Shannon Entropy

Given a (discrete) random variable \(X\) with probability mass function (pmf) \(p\) and sample space/alphabet \(\mathcal{X}\), the Shannon entropy \(H(X)\) of \(X\) is defined to be \[ H(X) = -\sum_{x \in \text{supp}(p)}p(x)\log(p(x))\] Where \(\text{supp}(p)\) denotes the support of \(p\). The units of \(H(X)\) depends on the base of the logarithm, for base 2 and \(e\) the units are bits and nats respectively.

Note that \(H(X)\) is invariant to relabelling of the outcome space, i.e. given two (discrete) random variables \(X,Y\) such that their pmfs \(p_X,p_Y\) are a permutation of one another, we still have \(H(X)=H(Y)\).

Also, \(H(X)\leq \log(|\mathcal{X}|)\) with equality iff \(X\) is uniform over \(\mathcal{X}\). This directly implies that if \(\mathcal{X}\) is finite then \(H(X)\) is also finite, however there are distributions whose sample space is infinite and the entropy is finite, e.g. \(p_X(X=i)=2^{-i}\) where \(i \in \mathbb{N}\).

The joint entropy \(H(X,Y)\) of a pair of (discrete) random variables \(X,Y\) with joint pmf \(p_{X,Y}\) their joint entropy is defined as \[ H(X,Y) = -\sum_{x,y \in \text{supp}(p_{X,Y})}p_{X,Y}(x,y)\log(p_{X,Y}(x,y))\]

The conditional entropy \(H(X|Y)\) is defined as \[ H(X|Y) = -\sum_{x,y \in \text{supp}(p_{X,Y})}p_{X,Y}(x,y)\log(p_{Y|X}(y|x))\] This could be rewritten as \(H(Y|X) = \sum_{x \in \text{supp}(p_X)}p_X(x)H(Y|X=x)\) by decomposing the joint distribution. Similarly, we could write \(H(Y|X,Z)=\sum_{z\in \text{supp}(p_Z)}p(z)H(Y|X,Z=z)\).

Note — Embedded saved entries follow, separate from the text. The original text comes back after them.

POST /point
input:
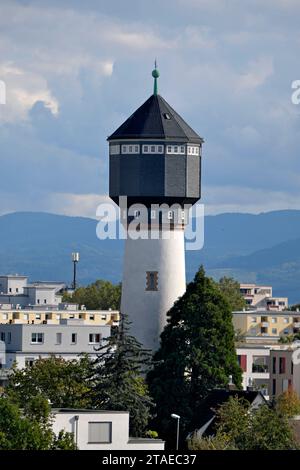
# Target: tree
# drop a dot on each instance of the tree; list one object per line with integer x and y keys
{"x": 64, "y": 383}
{"x": 117, "y": 381}
{"x": 101, "y": 295}
{"x": 231, "y": 289}
{"x": 196, "y": 354}
{"x": 25, "y": 430}
{"x": 240, "y": 428}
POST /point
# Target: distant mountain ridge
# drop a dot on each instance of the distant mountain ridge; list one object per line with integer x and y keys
{"x": 258, "y": 248}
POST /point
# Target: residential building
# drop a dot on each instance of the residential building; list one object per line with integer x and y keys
{"x": 272, "y": 369}
{"x": 265, "y": 326}
{"x": 54, "y": 316}
{"x": 27, "y": 342}
{"x": 101, "y": 430}
{"x": 261, "y": 297}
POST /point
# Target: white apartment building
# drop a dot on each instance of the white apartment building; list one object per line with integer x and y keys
{"x": 24, "y": 343}
{"x": 271, "y": 369}
{"x": 261, "y": 297}
{"x": 101, "y": 430}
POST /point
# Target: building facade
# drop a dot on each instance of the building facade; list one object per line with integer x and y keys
{"x": 271, "y": 369}
{"x": 101, "y": 430}
{"x": 155, "y": 165}
{"x": 265, "y": 326}
{"x": 261, "y": 297}
{"x": 26, "y": 343}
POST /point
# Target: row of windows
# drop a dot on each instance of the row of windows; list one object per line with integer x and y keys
{"x": 273, "y": 320}
{"x": 38, "y": 338}
{"x": 48, "y": 316}
{"x": 171, "y": 149}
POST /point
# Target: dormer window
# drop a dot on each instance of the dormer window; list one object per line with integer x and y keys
{"x": 153, "y": 149}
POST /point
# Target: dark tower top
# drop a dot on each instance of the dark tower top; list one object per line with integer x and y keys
{"x": 155, "y": 156}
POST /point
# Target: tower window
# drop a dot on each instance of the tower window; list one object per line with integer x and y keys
{"x": 130, "y": 149}
{"x": 114, "y": 149}
{"x": 153, "y": 149}
{"x": 176, "y": 149}
{"x": 152, "y": 280}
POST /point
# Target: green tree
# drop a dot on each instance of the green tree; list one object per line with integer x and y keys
{"x": 64, "y": 383}
{"x": 231, "y": 289}
{"x": 238, "y": 428}
{"x": 24, "y": 430}
{"x": 101, "y": 295}
{"x": 118, "y": 383}
{"x": 196, "y": 354}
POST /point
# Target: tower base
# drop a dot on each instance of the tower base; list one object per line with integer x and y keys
{"x": 153, "y": 279}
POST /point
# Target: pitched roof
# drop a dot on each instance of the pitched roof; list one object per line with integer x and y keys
{"x": 156, "y": 119}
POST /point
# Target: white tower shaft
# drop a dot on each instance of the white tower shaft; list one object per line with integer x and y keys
{"x": 153, "y": 279}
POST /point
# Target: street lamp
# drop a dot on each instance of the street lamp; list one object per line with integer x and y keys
{"x": 177, "y": 417}
{"x": 75, "y": 259}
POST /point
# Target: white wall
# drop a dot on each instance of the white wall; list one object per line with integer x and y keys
{"x": 120, "y": 430}
{"x": 147, "y": 309}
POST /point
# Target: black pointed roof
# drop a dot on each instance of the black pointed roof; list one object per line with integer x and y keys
{"x": 156, "y": 119}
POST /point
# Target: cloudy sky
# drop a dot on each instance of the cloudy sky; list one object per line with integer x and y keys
{"x": 75, "y": 70}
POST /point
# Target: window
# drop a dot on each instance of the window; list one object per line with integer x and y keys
{"x": 130, "y": 148}
{"x": 274, "y": 365}
{"x": 37, "y": 338}
{"x": 94, "y": 338}
{"x": 151, "y": 280}
{"x": 74, "y": 338}
{"x": 282, "y": 363}
{"x": 29, "y": 361}
{"x": 153, "y": 149}
{"x": 274, "y": 387}
{"x": 100, "y": 432}
{"x": 259, "y": 364}
{"x": 193, "y": 150}
{"x": 176, "y": 149}
{"x": 114, "y": 149}
{"x": 242, "y": 360}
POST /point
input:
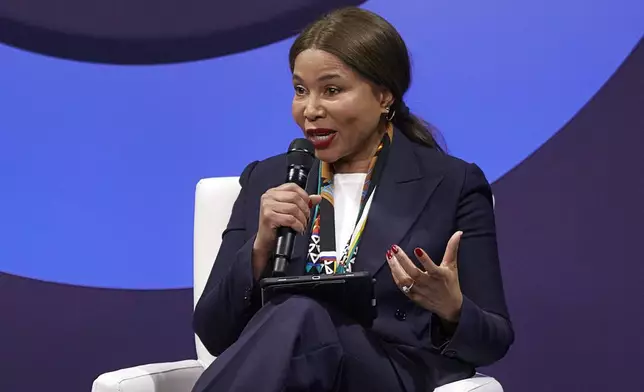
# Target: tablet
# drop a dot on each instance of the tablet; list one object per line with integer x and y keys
{"x": 352, "y": 293}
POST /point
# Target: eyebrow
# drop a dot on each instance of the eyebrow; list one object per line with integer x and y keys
{"x": 322, "y": 78}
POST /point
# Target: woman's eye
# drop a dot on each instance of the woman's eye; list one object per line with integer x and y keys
{"x": 332, "y": 90}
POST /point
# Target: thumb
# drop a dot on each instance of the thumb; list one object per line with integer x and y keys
{"x": 315, "y": 199}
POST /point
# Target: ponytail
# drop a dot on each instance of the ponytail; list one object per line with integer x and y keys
{"x": 415, "y": 128}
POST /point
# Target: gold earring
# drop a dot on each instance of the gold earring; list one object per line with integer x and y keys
{"x": 389, "y": 114}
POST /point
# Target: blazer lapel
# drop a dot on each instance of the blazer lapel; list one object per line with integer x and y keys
{"x": 403, "y": 192}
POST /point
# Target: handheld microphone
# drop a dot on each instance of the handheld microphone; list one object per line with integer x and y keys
{"x": 300, "y": 158}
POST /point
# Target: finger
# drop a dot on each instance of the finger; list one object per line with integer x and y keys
{"x": 401, "y": 278}
{"x": 294, "y": 198}
{"x": 425, "y": 260}
{"x": 289, "y": 186}
{"x": 315, "y": 200}
{"x": 289, "y": 209}
{"x": 451, "y": 252}
{"x": 409, "y": 267}
{"x": 285, "y": 220}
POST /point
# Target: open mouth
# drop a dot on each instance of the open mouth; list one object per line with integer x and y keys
{"x": 321, "y": 138}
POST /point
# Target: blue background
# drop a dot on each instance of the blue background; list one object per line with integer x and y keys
{"x": 98, "y": 163}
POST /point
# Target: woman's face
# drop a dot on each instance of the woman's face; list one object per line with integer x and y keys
{"x": 338, "y": 110}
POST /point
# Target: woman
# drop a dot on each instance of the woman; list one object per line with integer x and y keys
{"x": 429, "y": 237}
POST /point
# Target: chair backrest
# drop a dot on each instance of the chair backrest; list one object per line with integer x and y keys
{"x": 214, "y": 199}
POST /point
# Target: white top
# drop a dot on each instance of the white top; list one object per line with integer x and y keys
{"x": 347, "y": 194}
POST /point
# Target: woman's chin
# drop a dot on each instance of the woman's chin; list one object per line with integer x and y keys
{"x": 326, "y": 155}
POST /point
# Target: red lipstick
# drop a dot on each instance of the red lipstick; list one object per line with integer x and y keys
{"x": 320, "y": 137}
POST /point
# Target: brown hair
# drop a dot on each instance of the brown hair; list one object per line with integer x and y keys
{"x": 372, "y": 47}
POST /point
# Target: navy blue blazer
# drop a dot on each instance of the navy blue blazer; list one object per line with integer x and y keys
{"x": 424, "y": 197}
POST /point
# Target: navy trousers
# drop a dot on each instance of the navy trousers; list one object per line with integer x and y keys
{"x": 295, "y": 343}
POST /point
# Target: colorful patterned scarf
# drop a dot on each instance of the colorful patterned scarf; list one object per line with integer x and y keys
{"x": 321, "y": 257}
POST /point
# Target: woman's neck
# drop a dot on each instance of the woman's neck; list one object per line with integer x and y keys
{"x": 359, "y": 162}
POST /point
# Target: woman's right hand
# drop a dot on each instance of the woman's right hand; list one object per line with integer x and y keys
{"x": 288, "y": 205}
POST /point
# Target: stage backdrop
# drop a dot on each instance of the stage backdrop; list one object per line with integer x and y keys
{"x": 110, "y": 114}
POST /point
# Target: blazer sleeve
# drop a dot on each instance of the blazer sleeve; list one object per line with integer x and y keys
{"x": 484, "y": 332}
{"x": 230, "y": 298}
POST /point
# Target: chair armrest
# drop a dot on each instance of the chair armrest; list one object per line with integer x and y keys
{"x": 170, "y": 376}
{"x": 478, "y": 383}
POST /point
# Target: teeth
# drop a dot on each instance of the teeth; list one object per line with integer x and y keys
{"x": 321, "y": 138}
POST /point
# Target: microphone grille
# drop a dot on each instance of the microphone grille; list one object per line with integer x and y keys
{"x": 301, "y": 153}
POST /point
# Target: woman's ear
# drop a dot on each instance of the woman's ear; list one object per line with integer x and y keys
{"x": 386, "y": 99}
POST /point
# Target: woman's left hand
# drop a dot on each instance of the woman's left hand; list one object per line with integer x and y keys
{"x": 437, "y": 288}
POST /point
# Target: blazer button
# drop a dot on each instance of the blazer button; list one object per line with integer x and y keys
{"x": 450, "y": 353}
{"x": 400, "y": 315}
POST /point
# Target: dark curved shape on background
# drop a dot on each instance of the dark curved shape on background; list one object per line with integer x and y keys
{"x": 570, "y": 223}
{"x": 153, "y": 31}
{"x": 57, "y": 337}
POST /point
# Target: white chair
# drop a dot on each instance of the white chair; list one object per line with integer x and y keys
{"x": 213, "y": 204}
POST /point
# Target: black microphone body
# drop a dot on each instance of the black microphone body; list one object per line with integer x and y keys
{"x": 300, "y": 159}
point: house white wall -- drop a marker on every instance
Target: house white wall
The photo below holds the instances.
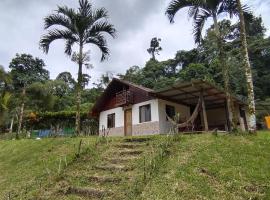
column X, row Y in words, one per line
column 216, row 117
column 164, row 124
column 138, row 128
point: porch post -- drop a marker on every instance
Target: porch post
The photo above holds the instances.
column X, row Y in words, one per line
column 206, row 128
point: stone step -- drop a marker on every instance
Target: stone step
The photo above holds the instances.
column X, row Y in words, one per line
column 88, row 192
column 104, row 179
column 117, row 160
column 113, row 167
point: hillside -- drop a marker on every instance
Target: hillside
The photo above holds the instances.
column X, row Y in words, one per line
column 157, row 167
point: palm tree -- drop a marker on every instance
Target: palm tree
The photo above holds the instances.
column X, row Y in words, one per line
column 201, row 11
column 4, row 95
column 81, row 27
column 248, row 72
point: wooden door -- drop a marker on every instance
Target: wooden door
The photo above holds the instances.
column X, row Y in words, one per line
column 128, row 122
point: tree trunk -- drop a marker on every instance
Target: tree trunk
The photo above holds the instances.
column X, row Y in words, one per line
column 21, row 113
column 225, row 73
column 79, row 90
column 248, row 72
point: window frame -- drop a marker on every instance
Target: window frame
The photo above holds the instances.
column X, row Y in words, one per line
column 145, row 116
column 112, row 115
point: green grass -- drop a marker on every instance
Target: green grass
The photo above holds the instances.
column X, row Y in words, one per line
column 214, row 167
column 187, row 167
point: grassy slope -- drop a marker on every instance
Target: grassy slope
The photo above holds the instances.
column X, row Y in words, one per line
column 199, row 166
column 215, row 167
column 26, row 163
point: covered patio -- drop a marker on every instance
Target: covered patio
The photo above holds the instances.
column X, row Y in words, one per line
column 214, row 111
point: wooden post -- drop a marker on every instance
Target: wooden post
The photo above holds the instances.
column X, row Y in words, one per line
column 204, row 113
column 228, row 116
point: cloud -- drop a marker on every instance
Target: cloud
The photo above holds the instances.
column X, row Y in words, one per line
column 136, row 21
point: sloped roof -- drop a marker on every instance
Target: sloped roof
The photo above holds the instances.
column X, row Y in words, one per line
column 109, row 89
column 188, row 93
column 183, row 93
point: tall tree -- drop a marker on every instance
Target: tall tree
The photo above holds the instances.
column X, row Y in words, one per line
column 248, row 72
column 81, row 27
column 155, row 47
column 200, row 11
column 26, row 70
column 67, row 78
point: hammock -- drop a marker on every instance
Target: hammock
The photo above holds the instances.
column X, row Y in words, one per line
column 191, row 120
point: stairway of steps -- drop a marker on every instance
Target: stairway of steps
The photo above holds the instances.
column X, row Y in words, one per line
column 108, row 178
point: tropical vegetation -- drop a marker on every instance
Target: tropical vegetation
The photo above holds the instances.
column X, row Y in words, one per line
column 83, row 27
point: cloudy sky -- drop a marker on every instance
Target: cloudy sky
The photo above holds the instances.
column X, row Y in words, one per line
column 137, row 21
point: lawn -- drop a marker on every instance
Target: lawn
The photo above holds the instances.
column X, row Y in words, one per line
column 193, row 166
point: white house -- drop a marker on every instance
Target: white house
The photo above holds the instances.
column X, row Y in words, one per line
column 126, row 109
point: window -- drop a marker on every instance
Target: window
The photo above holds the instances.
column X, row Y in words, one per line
column 145, row 113
column 111, row 121
column 170, row 111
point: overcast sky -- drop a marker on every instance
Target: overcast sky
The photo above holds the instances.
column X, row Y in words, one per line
column 136, row 21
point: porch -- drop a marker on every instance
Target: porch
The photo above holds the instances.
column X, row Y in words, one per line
column 213, row 112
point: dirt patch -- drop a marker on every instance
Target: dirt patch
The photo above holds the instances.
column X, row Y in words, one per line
column 88, row 192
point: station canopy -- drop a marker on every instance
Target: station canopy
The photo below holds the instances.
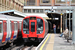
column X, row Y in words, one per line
column 13, row 13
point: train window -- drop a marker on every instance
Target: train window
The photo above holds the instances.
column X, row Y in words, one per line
column 26, row 24
column 0, row 27
column 32, row 26
column 39, row 24
column 16, row 26
column 5, row 27
column 32, row 18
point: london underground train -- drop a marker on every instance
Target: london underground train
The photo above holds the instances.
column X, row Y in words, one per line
column 34, row 28
column 9, row 28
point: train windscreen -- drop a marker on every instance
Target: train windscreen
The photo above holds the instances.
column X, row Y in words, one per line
column 40, row 24
column 32, row 26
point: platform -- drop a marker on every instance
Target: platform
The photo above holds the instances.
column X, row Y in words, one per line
column 54, row 42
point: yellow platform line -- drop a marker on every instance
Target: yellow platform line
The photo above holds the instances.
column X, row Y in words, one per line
column 51, row 43
column 44, row 42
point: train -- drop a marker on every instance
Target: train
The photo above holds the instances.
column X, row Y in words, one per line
column 34, row 28
column 10, row 26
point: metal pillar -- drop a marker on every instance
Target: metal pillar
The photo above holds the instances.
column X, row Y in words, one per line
column 73, row 27
column 61, row 24
column 69, row 24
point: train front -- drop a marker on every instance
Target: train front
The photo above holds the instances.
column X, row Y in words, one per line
column 33, row 29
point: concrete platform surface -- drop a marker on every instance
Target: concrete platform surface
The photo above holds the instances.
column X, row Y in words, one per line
column 54, row 42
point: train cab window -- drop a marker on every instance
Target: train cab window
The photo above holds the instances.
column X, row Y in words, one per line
column 0, row 27
column 26, row 24
column 40, row 24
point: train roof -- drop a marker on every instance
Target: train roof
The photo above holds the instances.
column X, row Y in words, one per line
column 5, row 17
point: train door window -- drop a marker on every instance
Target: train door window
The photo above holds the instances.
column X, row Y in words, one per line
column 5, row 27
column 10, row 27
column 40, row 24
column 26, row 24
column 1, row 29
column 32, row 26
column 15, row 26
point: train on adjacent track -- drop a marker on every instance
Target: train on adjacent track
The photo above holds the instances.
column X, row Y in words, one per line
column 34, row 28
column 10, row 26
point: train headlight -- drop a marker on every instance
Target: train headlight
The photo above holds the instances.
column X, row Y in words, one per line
column 24, row 31
column 40, row 31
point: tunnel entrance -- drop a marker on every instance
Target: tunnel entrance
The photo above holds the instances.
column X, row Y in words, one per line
column 53, row 19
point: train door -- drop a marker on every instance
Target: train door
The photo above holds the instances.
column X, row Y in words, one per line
column 18, row 26
column 1, row 30
column 32, row 32
column 4, row 31
column 12, row 29
column 15, row 29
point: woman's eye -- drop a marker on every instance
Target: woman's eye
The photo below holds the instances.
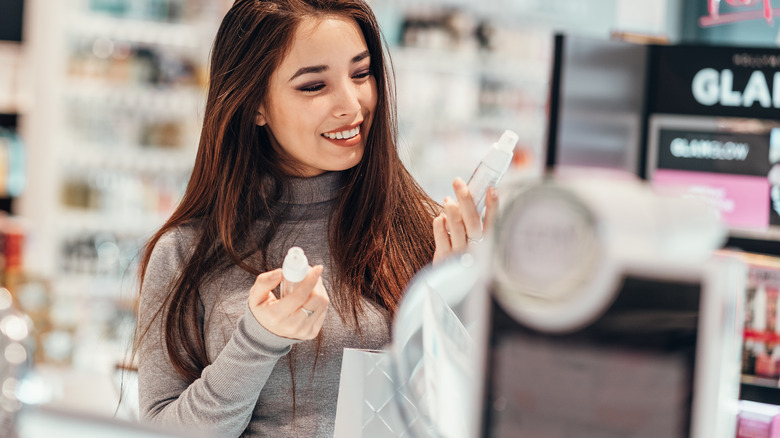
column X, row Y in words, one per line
column 311, row 88
column 363, row 74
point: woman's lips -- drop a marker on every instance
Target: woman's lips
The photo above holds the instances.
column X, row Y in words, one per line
column 349, row 136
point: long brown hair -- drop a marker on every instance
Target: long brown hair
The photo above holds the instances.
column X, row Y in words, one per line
column 381, row 232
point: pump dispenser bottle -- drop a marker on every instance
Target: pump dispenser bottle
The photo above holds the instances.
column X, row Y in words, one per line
column 294, row 268
column 492, row 167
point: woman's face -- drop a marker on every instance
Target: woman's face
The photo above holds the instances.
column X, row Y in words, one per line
column 321, row 99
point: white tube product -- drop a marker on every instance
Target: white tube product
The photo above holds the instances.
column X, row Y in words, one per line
column 294, row 268
column 492, row 167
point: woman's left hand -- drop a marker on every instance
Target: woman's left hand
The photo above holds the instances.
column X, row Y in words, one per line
column 460, row 223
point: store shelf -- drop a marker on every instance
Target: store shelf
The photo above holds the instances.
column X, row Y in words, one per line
column 141, row 97
column 464, row 62
column 134, row 158
column 758, row 389
column 129, row 30
column 73, row 221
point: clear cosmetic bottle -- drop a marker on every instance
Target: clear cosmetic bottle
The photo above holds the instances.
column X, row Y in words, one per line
column 492, row 167
column 294, row 268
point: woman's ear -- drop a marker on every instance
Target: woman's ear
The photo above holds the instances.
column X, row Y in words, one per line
column 260, row 118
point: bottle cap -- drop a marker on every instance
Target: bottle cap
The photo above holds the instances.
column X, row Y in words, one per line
column 295, row 265
column 507, row 141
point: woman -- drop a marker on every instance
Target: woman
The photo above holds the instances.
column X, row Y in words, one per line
column 297, row 149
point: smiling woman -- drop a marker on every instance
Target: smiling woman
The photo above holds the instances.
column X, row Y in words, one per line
column 328, row 106
column 298, row 149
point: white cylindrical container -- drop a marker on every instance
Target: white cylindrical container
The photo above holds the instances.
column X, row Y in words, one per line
column 492, row 167
column 294, row 269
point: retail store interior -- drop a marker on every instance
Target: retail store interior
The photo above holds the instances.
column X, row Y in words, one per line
column 615, row 103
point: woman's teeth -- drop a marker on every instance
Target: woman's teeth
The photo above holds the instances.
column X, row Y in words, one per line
column 343, row 135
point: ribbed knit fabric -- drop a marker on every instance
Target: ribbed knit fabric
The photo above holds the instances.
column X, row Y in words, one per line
column 247, row 389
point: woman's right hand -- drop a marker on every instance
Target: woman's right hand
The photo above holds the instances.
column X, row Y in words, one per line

An important inequality here is Fano's inequality, which states that given two random variables \(X,\hat{X}\) defined over the same outcome space \(\mathcal{X}\), we have \(H(X|\hat{X})\leq H_b(p(X\neq \hat{X}))+p(X\neq \hat{X})\log (|\mathcal{X}|-1)\). Here, \(H_b(p) = -p \log_2(p) -(1-p)\log_2(1-p)\) is the binary entropy function. Intuitively, if \(\hat{X}\) is an estimate for \(X\), the smaller the error probability \(p(X\neq \hat{X})\) implies smaller \(H(X|\hat{X})\).

Importantly, \(H(X|Y)=0\) iff \(X\) is a function of \(Y\). Also \(H(Y|X)\leq H(X)\) with equality iff both \(X,Y\) are independent, i.e. conditioning does not increase uncertainty.

We also have the following concavity of entropy result, given 2 random variables \(X_1,X_2\) with pmfs \(p_1,p_2\) and a mixture distribution \(p = \lambda p_1 + (1-\lambda)p_2\) where \(0\leq \lambda \leq 1\) then \(H(X)\geq \lambda H(X_1)+(1-\lambda)H(X_2)\).

The entropy function is continuous at \(p\) if \(\lim_{p' \to p}H(p')=H(\lim_{p' \to p} p')=H(p)\), or if \(\forall \epsilon>0, \: \exists \delta>0 \: : \: |H(p)-H(q)|<\epsilon\) for all \(q \in \mathbb{P}^{|\mathcal{X}|}\) satisfying \(V(p,q)=\sum_{x \in \mathcal{X}}|p(x)-q(x)|<\delta\), where \(\mathbb{P}^{|\mathcal{X}|}\) denotes all possible distributions over \(\mathcal{X}\).

The chain rule for entropy states that for (discrete) random variables \(H(X_1,X_2,\cdots,X_n) = \sum_{i=1}^n H(X_i|X_1,\cdots,X_{i-1})\). Similarly, the conditional chain rule for entropy simply involves conditioning on another random variable \(Y\) on both sides.